VQSR for multiple small target sequencing samples

Hi,
We are developing analysis pipeline for our small target sequencing samples (target coding exons of 30 genes). We have 84 samples, sequenced from one lane of GAII. There are around 100 ~ 200 variants in one sample. From the best practice, the way to do it is to call variants on 84 samples together, then use VQSR on one single vcf to do soft filtering. I feel the number of variants (maybe still hundreds of variants) will be not enough for training the model.
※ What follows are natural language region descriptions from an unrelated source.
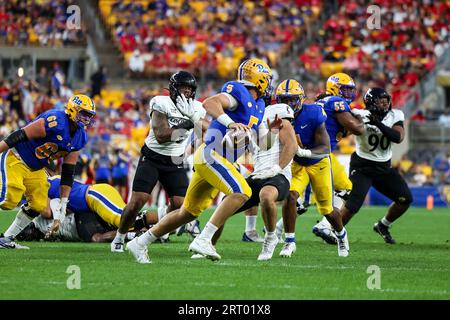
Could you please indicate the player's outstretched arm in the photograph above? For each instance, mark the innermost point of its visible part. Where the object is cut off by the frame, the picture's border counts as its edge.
(352, 124)
(216, 105)
(395, 134)
(34, 130)
(289, 143)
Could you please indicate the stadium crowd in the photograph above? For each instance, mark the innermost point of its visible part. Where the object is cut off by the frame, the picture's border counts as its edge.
(40, 23)
(213, 36)
(411, 37)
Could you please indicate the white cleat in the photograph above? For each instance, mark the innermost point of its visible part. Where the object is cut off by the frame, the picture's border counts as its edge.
(139, 252)
(198, 256)
(269, 246)
(204, 247)
(288, 249)
(8, 243)
(117, 246)
(343, 245)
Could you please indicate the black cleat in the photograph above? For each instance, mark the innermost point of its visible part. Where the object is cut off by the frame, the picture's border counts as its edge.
(383, 231)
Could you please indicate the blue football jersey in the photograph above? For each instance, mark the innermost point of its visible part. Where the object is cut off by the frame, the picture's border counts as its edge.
(309, 118)
(332, 104)
(77, 198)
(248, 111)
(57, 143)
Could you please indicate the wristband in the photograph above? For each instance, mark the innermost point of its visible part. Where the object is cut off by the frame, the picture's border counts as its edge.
(225, 120)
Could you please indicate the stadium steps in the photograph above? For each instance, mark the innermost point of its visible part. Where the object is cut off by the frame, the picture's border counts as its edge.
(107, 53)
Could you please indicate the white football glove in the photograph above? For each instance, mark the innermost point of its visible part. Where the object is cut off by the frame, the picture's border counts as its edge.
(59, 207)
(187, 108)
(363, 113)
(272, 172)
(303, 153)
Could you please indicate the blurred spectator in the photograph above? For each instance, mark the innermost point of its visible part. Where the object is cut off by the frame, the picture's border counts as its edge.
(136, 64)
(43, 80)
(418, 116)
(102, 166)
(98, 81)
(15, 101)
(120, 163)
(444, 119)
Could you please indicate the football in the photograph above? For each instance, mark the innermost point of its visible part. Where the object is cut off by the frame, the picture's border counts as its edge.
(236, 139)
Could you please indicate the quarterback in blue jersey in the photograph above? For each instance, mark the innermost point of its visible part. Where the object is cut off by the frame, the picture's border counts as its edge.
(238, 108)
(340, 92)
(24, 154)
(311, 165)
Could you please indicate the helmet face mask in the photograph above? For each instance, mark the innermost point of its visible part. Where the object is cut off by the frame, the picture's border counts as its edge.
(255, 73)
(378, 101)
(85, 118)
(291, 93)
(347, 92)
(182, 82)
(342, 85)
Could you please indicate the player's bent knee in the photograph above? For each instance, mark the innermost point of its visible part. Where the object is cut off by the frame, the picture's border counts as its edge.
(405, 201)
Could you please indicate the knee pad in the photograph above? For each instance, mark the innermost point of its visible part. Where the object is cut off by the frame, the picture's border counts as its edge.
(29, 212)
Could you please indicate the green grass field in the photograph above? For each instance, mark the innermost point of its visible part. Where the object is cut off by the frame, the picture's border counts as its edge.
(417, 267)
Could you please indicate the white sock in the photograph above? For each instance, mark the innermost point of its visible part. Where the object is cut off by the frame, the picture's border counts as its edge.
(341, 233)
(20, 222)
(162, 212)
(146, 238)
(208, 231)
(386, 222)
(289, 236)
(120, 237)
(250, 223)
(280, 224)
(271, 234)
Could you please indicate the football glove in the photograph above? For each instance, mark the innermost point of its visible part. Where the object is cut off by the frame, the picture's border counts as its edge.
(187, 108)
(266, 174)
(364, 114)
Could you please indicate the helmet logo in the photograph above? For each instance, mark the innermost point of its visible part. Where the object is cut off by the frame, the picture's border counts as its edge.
(262, 69)
(334, 79)
(77, 101)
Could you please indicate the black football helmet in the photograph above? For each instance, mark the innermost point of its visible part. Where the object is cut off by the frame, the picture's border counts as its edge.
(373, 99)
(182, 78)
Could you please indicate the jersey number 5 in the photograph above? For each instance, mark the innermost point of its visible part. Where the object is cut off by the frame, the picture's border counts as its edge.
(49, 150)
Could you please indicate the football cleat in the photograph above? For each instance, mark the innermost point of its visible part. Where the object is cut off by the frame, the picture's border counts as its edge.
(323, 230)
(252, 236)
(342, 244)
(268, 248)
(278, 232)
(197, 256)
(140, 253)
(383, 231)
(8, 243)
(117, 246)
(288, 249)
(204, 247)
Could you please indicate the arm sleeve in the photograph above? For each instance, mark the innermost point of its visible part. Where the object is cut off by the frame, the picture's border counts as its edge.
(156, 105)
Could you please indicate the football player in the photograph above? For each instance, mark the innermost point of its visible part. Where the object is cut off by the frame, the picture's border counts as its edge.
(270, 179)
(311, 165)
(24, 154)
(340, 92)
(96, 214)
(163, 152)
(238, 108)
(370, 164)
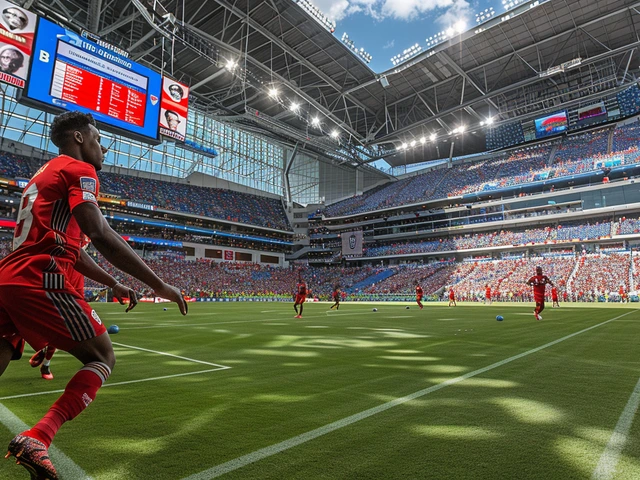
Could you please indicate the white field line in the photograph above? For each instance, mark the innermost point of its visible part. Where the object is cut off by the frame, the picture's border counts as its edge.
(281, 318)
(193, 360)
(66, 467)
(608, 461)
(150, 379)
(245, 460)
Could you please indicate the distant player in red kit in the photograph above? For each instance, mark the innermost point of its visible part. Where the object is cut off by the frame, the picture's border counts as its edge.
(487, 295)
(301, 296)
(419, 294)
(336, 297)
(539, 283)
(623, 294)
(554, 297)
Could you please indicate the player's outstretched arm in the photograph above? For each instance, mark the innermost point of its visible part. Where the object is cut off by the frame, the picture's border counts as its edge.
(113, 247)
(90, 269)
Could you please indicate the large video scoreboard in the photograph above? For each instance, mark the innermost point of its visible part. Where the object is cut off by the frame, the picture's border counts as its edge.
(69, 72)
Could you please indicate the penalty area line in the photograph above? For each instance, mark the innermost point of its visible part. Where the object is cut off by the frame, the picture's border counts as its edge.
(66, 467)
(609, 460)
(271, 450)
(217, 368)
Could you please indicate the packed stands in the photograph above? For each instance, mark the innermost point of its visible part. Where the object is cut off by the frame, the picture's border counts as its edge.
(580, 153)
(208, 202)
(599, 274)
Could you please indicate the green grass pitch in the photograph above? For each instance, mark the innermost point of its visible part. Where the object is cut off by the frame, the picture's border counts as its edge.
(246, 391)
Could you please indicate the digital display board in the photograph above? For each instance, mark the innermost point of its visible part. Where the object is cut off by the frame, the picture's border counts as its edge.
(174, 108)
(17, 29)
(591, 111)
(74, 73)
(551, 124)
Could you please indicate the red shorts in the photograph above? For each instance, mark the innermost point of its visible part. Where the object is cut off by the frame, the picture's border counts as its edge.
(59, 318)
(17, 343)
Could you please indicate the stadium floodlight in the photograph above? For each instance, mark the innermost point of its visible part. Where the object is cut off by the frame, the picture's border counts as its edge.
(359, 52)
(316, 14)
(406, 54)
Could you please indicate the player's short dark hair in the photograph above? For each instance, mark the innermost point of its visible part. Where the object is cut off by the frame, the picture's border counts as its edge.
(66, 123)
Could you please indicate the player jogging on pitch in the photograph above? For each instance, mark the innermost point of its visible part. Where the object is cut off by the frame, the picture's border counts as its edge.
(301, 296)
(539, 283)
(487, 295)
(452, 297)
(58, 205)
(336, 297)
(554, 297)
(419, 294)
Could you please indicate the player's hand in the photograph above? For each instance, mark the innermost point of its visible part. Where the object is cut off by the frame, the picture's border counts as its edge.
(121, 292)
(172, 293)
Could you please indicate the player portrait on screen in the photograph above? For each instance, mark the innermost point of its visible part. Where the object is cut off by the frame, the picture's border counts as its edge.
(15, 18)
(171, 120)
(11, 60)
(174, 107)
(176, 92)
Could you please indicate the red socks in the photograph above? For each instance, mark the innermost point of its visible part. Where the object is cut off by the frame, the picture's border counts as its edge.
(79, 393)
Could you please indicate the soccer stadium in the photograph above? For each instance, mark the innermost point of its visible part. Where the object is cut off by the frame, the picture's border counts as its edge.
(419, 266)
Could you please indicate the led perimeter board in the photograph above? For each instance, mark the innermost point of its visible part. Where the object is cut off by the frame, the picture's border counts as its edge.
(69, 72)
(551, 124)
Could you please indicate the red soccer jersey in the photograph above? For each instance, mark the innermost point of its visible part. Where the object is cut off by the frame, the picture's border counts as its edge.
(47, 238)
(539, 283)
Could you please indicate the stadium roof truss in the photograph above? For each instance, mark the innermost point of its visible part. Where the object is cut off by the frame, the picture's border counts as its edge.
(503, 68)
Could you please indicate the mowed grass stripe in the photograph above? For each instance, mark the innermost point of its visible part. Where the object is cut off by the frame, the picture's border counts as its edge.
(64, 465)
(266, 452)
(606, 467)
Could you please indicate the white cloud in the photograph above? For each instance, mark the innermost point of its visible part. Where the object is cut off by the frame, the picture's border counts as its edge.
(397, 9)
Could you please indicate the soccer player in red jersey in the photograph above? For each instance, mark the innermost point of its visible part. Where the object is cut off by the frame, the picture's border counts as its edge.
(554, 297)
(58, 205)
(419, 294)
(539, 283)
(336, 297)
(301, 296)
(42, 358)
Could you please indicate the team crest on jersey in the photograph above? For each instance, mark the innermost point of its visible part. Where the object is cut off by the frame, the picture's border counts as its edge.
(89, 196)
(96, 317)
(88, 184)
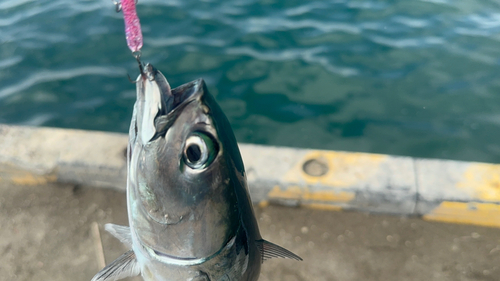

Instead of calling variants on 84 samples together, I called variants on each sample and then do VQSR on 84 vcf files, the VQSR was passed through and get better results compared with hard filtering. I just wonder whether my way is reasonable?

Thanks in advance for the comments

Best Answers

Answers

  • ebanksebanks Broad InstituteMember, Broadie, Dev ✭✭✭✭

    No, this is not at all right. It goes against everything we recommend in the best practices.
    You should call all of your samples together, not separately, and run hard filtering instead of VQSR.

  • ying_sheng_1ying_sheng_1 Member ✭✭

    Thanks for quick answer. Yes, I am not following the best practices. However, this is a special case (or I think). All the samples are from non-related person. Each sample was sequenced very deep (over 1000x). The variants called on each sample should be reliable. The common variants among different samples shouldn't be treated as redundant variants. This can be a way to rich up number of variants for the small samples. And the diagnostic plot and results looks OK. It is better than results from hard filter. So, what's the plus of multi-sample variant calling? Or what's wrong consequence can coming out from this approach? Thanks a lot.

  • ying_sheng_1ying_sheng_1 Member ✭✭

    I am sorry I might not explain this clearly. When I ran VariantRecalibrator, I input multiple raw snp vcf files. So I am not calling variants on multiple samples, but when training Gaussian mix models, I used data from multiple samples. And in the last step of ApplyRecalibration, I applied model (recall, tranch files) on single sample. The only thing is although I chose 99% percent of sensitivity in the ApplyRecalibration, I can not get that for single sample. This might because of training and applying are on different sets. I am just not sure whether this way is reasonable.

  • ying_sheng_1ying_sheng_1 Member ✭✭

    Could I get some idea at:

    What are the bad things by using multiple VCF files (each VCF file is generated by calling variants from one BAM file) in variantRecalibrator, instead of using one VCF (called variants from multiple BAM files) in variantRecalibrator?

    thanks!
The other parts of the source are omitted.